Enfance et formation[modifier | modifier le code]

Il est né en 1955[a] à Bonteheuwel, dans la plaine du Cap, dans une famille d'origine indo-pakistanaise. Il a été forcé de déménager avec sa famille à cause du Groups Area Act, qui forçait les minorités à quitter les zones les plus riches pour habiter les plus arides. Il connaît la misère, obligé de faire les poubelles pour survivre. Mais il fait aussi l'expérience de la solidarité entre gens de confessions religieuses différentes, notamment les chrétiens. Ces expériences permettent de mieux comprendre le sens de son engagement politique ultérieur[1].

Par chance, il obtient une bourse qui lui permet de suivre des études en sciences islamiques à Karachi, au Pakistan, à partir de 1974. Il décroche une maîtrise. Il adhère au mouvement piétiste Tabligh, mais se lie également avec les étudiants chrétiens. C'est à cette époque qu'il découvre les idées de Fazlur Rahman[1]. Il étudie par la suite à Birmingham pour préparer sa thèse de doctorat. Il est aujourd'hui chef du Département d'études religieuses à l'Université de Johannesburg[2].

Un musulman contre l'apartheid[modifier | modifier le code]

En 1982, il revient vivre en Afrique du Sud. Il s'engage contre l'apartheid en créant le mouvement musulman progressiste The call of islam. La lutte est non-violente et apolitique. Farid Esack est soucieux de défendre les libertés des hommes, quelle que soit leur confession.

En 1989, il publie son premier livre, Mais Moïse vint à Pharaon, où il exprime sa tristesse de voir que les musulmans d'Afrique du Sud, moins mal lotis que d'autres ethnies, se montrent peu enclins à combattre l'apartheid. Esack rappelle la dimension sociale de l'islam : le musulman se caractérise selon lui par le souci de faire le bien et de s'engager pour la justice ; la foi ne suffit pas, mais doit se manifester par les œuvres.
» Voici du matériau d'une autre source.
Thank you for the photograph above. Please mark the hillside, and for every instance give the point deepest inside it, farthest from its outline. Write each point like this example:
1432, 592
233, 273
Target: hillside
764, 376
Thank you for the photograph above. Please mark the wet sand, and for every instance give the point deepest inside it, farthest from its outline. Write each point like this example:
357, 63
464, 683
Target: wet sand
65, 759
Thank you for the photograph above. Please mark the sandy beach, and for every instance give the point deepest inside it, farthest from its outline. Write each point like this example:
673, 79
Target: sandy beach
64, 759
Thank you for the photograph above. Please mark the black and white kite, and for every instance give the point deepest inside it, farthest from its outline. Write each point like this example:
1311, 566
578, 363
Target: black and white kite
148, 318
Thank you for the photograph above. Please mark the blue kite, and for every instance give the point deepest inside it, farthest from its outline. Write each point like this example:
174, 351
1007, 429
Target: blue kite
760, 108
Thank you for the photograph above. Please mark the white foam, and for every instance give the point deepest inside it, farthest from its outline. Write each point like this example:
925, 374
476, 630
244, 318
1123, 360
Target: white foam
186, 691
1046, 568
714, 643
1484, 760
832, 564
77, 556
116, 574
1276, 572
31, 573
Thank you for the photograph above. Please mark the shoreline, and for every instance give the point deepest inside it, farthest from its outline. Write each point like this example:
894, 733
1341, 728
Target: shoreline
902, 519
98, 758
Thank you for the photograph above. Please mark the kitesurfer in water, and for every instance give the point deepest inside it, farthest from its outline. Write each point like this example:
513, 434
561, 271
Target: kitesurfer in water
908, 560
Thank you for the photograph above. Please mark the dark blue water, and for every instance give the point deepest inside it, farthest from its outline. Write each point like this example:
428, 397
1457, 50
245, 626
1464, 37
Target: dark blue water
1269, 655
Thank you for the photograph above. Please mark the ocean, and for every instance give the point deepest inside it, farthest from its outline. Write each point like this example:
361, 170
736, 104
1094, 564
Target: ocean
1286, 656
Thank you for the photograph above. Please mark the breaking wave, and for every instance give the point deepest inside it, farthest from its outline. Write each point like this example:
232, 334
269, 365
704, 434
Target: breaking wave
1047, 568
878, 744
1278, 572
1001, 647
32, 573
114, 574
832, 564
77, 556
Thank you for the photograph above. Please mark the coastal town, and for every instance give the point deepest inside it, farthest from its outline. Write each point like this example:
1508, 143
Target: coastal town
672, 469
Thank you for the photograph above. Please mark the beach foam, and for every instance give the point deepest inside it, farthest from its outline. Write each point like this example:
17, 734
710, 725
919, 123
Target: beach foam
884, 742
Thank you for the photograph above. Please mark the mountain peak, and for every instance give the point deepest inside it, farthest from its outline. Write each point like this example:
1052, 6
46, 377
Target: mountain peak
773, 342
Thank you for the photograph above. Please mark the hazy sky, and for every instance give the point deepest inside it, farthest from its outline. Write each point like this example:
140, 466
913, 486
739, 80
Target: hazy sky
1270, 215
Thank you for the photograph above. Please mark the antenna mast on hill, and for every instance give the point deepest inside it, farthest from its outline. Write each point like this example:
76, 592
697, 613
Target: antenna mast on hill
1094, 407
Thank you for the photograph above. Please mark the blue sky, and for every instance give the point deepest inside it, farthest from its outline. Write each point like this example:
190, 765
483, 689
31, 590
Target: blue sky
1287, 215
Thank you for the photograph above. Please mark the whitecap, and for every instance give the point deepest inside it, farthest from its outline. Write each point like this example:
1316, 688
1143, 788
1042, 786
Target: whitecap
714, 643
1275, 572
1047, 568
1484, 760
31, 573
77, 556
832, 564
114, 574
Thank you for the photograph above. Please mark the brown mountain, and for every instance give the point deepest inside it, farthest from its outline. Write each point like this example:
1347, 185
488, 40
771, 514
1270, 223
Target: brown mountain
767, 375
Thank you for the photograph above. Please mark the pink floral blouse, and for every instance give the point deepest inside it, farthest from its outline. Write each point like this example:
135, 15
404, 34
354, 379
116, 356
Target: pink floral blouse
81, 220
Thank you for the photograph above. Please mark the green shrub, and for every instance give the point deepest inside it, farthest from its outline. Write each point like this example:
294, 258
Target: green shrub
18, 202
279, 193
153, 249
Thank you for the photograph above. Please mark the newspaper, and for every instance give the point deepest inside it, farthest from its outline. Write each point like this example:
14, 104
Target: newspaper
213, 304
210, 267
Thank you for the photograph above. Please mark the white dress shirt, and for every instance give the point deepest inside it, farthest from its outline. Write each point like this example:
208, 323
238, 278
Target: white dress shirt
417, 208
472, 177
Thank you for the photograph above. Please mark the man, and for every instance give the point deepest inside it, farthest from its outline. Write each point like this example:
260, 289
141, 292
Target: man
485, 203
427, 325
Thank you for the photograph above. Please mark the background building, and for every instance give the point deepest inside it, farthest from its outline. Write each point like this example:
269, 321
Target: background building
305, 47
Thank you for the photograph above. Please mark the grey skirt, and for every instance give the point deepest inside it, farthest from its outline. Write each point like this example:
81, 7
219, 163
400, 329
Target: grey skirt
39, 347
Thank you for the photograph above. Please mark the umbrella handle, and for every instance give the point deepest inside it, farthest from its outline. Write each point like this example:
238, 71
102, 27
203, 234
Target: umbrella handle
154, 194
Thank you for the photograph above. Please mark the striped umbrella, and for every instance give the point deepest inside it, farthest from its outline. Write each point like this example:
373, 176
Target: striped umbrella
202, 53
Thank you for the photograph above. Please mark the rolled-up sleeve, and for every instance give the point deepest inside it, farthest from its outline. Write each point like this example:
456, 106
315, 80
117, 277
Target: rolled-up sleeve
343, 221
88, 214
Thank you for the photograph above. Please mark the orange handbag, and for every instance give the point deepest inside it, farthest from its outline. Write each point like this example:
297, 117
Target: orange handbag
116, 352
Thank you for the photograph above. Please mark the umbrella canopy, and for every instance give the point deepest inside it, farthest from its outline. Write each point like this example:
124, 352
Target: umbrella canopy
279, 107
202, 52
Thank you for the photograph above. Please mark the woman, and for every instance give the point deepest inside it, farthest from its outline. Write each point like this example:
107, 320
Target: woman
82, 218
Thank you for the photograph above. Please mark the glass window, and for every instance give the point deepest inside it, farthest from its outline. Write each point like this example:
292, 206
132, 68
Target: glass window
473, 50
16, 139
Il est membre, outre de Call of islam, du Front Démocratique Uni, de la Conférence mondiale des religions pour la paix et de l'Organization of People against Sexism. Il est nommé à la Commission pour l'égalité des sexes par Nelson Mandela. En 1995, il est consulté sur le bien-fondé du projet d'introduire des dispositions particulières pour les musulmans d'Afrique du Sud dans le nouvelle Constitution. Il s'oppose fermement à l'idée de mêler la chari'a à la politique. Cela lui vaudra des inimitiés de la part des islamistes[1].

Lecture du Coran[modifier | modifier le code]

Une partie importante de l'œuvre de Farid Esack est consacrée à l'interprétation du Coran. À la suite de F. Rahman, il souligne le caractère historique du Message et insiste sur la nécessité de comprendre le Texte à la lumière des circonstances historiques de sa révélation. Il note en particulier que la Révélation a été progressive, puisqu'elle s'est étendue sur une période de plus de vingt ans, ce qui rend nécessaire la prise en compte de l'évolution des circonstances pour une lecture compréhensive du Texte. Il introduit l'idée d'une dialectique, c'est-à-dire d'une interaction réciproque entre la révélation et la communauté qui la reçoit : l'enseignement du Prophète produit un effet sur ses auditeurs, ce qui change donc le contexte de réception, et l'enseignement évolue en fonction de ce contexte.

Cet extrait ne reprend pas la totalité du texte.